In some embodiments, the robot further comprises second and third arm segments movable along second and third degrees of freedom, respectively, the second and third arm segments each being coupled to a respective one of the plurality of motors; and second and third screws coupled to the second and third arm segments and their respective motors, wherein rotation of the second screw causes the second arm segment to move along the second degree of freedom, and rotation of the third screw causes the third arm segment to move along the third degree of freedom. In some embodiments, the first, second, and third arm segments are configured to move along substantially perpendicular directions.

In some embodiments, the end effector is configured to move the gripper along at least two additional degrees of freedom distinct from respective degrees of freedom of the plurality of arm segments.

In some embodiments, the at least one screw comprises a pair of screws and the motor is configured to rotate the pair of screws concurrently. In some embodiments, the first arm segment comprises a gantry having a first side and second side, the first side is coupled to a first screw of the pair of screws, and the second side is coupled to a second screw of the pair of screws. The gantry may be configured to slide along a pair of rails.

In some embodiments, the robot further comprises a first gear coupled to the third arm segment, the first gear being configured to rotate the gripper in a first plane defined by the first and second degrees of freedom when the first gear is driven by a first gear motor. In some embodiments, the robot further comprises a second gear coupled to the third arm segment, the second gear being configured to rotate at least part of the third arm segment in a second plane defined by the second and third degrees of freedom when the second gear is driven by a second gear motor. The first and second gear motors may be separated from the first and second jaws of the gripper by at least 250 millimeters.

In some embodiments, the robotic arm comprises non-ferrous material (e.g., aluminum).

In some embodiments, the gripper is configured to grip a first permanent magnet between the first and second jaws and the robot is configured to position the first permanent magnet in accordance with a permanent magnet layout. For example, the robot may be configured to position a plurality of permanent magnets of a ferromagnetic surface at a rate of no more than 3.5 minutes per permanent magnet. In some embodiments, the robot is configured to position a plurality of permanent magnets in accordance with the permanent magnet layout, the permanent magnet layout comprising at least one ring of permanent magnets. The at least one ring may comprise at least 20 permanent magnets. In some embodiments, the permanent magnet layout comprises at least two concentric rings of permanent magnets.

The robot may be configured to position a second permanent magnet in accordance with the permanent magnet layout on a ferromagnetic surface no more than 2 millimeters apart from the first permanent magnet. In some embodiments, the first permanent magnet has a maximum dimension of 80 millimeters or less.

The first permanent magnet may be tapered comprising a first end and a second end opposite the first end, the first end may have a length greater than or equal to 20 millimeters and less than or equal to 50 millimeters, and the second end may have a length greater than or equal to 30 millimeters and less than or equal to 70 millimeters.

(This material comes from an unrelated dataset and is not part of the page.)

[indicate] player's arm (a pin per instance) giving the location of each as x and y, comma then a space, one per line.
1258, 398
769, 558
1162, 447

In some embodiments, the robot may be configured to position a plurality of permanent magnets in accordance with the permanent magnet layout, the plurality of permanent magnets comprising at least 20 permanent magnets.

In some embodiments, the gripper further comprises at least one linear actuator comprising a gripper motor and at least one screw, wherein when the first and second jaws of the gripper move towards each other to grip an object (e.g., a permanent magnet) disposed between the first and second jaws, the first and second jaws exert a force of at least 150 lbf on the object. In some embodiments, the first and second jaws are configured to exert the force of at least 150 lbf on the object without deforming the first surface of the first jaw by more then 0.05 millimeters. In some embodiments, the gripper comprises first and second paddings disposed on first and second jaws of the gripper, respectively, and the padding comprises silicon. In some embodiments, the first padding comprises an etched surface.

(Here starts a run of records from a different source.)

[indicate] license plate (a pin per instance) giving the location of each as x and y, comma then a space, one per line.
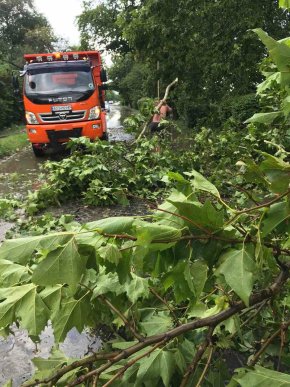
61, 108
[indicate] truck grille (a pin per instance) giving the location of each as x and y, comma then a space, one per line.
63, 116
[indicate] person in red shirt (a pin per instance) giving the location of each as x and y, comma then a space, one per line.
163, 109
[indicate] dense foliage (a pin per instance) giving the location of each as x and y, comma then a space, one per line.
22, 30
215, 65
200, 278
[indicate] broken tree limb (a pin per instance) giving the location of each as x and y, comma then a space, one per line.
157, 108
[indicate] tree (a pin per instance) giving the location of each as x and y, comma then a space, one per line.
206, 44
22, 30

In some embodiments, the robotic arm is configured to withstand a static moment of at least 1000 Nm.

In some embodiments, the robot is coupled to a system base, and the system base is configured to support a ferromagnetic surface and rotate the ferromagnetic surface.

According to some aspects of the technology, there is provided a system, comprising a robot configured to place a plurality of permanent magnets on a ferromagnetic surface in accordance with a permanent magnet layout for a magnetic assembly, the robot comprising: a robotic arm comprising multiple arm segments movable along respective degrees of freedom; a gripper comprising a base, and first and second jaws movably coupled to the base; and at least one controller configured to: (1) access information specifying the permanent magnet layout; (2) grasp, using the first and second jaws of the gripper, a first permanent magnet from the plurality of permanent magnets; (3) position, using the robotic arm, the first permanent magnet at a location on the ferromagnetic surface in accordance with the permanent magnet layout; and (4) release the first permanent magnet from the gripper after positioning the first permanent magnet.

The at least one controller may be further configured to position each of the plurality of permanent magnets, including the first permanent magnet, on the ferromagnetic surface in accordance with the permanent magnet layout. The at least one controller may be configured to position the plurality of permanent magnets on the ferromagnetic surface at a rate of no more than 3.5 minutes per permanent magnet.

In some embodiments, the at least one controller may be configured to position each of the plurality of permanent magnets to form at least one ring of permanent magnets on the ferromagnetic surface. The at least one ring may comprise a plurality of concentric rings of permanent magnets. In some embodiments, the at least one ring may comprise at least 20 permanent magnets.

In some embodiments, the at least one controller is further configured to position, using the robotic arm, a second permanent magnet at a location on the ferromagnetic surface no more than 2 millimeters apart from the first permanent magnet. In some embodiments, the plurality of permanent magnets comprises at least 20 permanent magnets.

In some embodiments, the first permanent magnet has a maximum dimension of 80 millimeters or less. In some embodiments, the first permanent magnet is tapered and comprises a first end and a second end opposite the first end, the first end has a length greater than or equal to 20 millimeters and less than or equal to 50 millimeters, and the second end has a length greater than or equal to 30 millimeters and less than or equal to 70 millimeters.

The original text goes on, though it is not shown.